Cathy Feliciano-Chon, the co-chair of the institute’s Global Wellness Summit, adds: “We’ve been seeing the melding of ‘high touch/high tech’ for a few decades now.
Bio scans will increasingly become essential to the treatment of stress-related illnesses, says Dr Annie Akiyama of European Wellness, a company working in regenerative medicine which is partnered with The Farm, because patients aren’t always good at knowing what’s wrong with them.
Stressed patients are prescribed a frequency-based sound therapy called Rasha Scalar-Energy Morphogenetic Field treatment, which, in layman’s terms, is a device that emits frequencies the patient hears through headphones to calm down their nervous system.
Alternatively, they might be prescribed a round of Dolphin Microcurrent Treatment – electro microcurrents to balance the autonomic nervous system. Other alternative remedies are available, including electro-sleep therapy, Bio lux gem therapy (combining lights, crystals and semi-precious stones), hormone rebalancing and cell therapies.
While some of these treatments are available in Hong Kong and China, Alonzo says the difference is that when patients are found to be desperately stressed, The Farm can address it there and then.

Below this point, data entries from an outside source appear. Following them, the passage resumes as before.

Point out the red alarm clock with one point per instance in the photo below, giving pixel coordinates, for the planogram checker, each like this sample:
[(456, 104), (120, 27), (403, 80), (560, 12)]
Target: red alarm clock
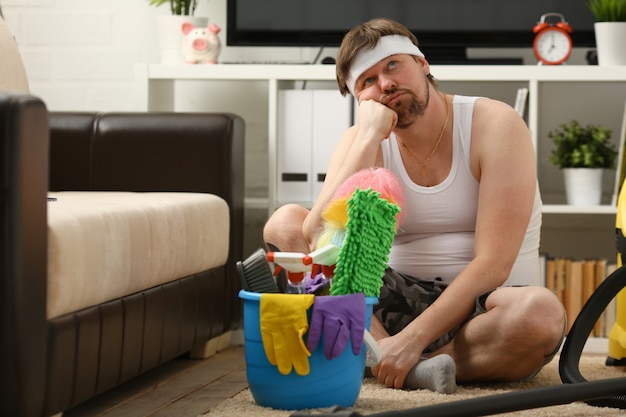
[(553, 42)]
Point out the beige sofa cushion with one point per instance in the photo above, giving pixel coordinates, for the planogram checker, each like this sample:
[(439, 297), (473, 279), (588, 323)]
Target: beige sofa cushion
[(105, 245)]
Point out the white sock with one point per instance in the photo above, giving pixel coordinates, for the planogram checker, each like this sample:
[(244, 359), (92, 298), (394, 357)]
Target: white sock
[(436, 374)]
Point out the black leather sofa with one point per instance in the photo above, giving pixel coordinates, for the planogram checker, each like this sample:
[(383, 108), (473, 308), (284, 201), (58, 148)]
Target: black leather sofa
[(49, 366)]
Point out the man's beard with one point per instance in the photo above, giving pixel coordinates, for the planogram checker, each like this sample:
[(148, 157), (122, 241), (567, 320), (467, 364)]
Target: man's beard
[(409, 107)]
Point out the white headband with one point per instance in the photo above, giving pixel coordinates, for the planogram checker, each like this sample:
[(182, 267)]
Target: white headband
[(386, 46)]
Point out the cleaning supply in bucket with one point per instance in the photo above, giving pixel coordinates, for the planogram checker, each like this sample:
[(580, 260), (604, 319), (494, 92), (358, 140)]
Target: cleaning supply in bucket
[(329, 382), (361, 223), (340, 319), (369, 235), (283, 323)]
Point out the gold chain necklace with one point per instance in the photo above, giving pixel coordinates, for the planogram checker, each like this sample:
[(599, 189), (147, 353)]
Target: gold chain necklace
[(424, 164)]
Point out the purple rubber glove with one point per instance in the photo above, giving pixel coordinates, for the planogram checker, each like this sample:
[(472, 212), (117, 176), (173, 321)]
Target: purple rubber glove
[(337, 317)]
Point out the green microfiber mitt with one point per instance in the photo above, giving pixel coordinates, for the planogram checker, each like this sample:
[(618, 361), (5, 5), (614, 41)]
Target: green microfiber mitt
[(370, 231)]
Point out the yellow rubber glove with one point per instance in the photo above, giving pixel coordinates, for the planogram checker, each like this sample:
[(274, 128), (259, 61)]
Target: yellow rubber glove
[(283, 324)]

I reflect on this as I walk back through the well-tended vegetable garden. Although The Farm has received dozens of accolades for its medical wellness in its 17 years of operation, including Best Medical Wellness Resort in the World, for the most part it feels anything but clinical.
Wild peacocks and chickens with feathery pantaloons roam freely. Mossy pathways lead to rocks, damply overgrown with vines. Back in the villa, the walls of the shower are home to a rambling orchid, and at night white-bellied geckos are silhouetted against a window.
Having data about the way your body works is fantastically helpful in the quest for health. But being able to spend time in this place so at one with nature must surely be half the battle.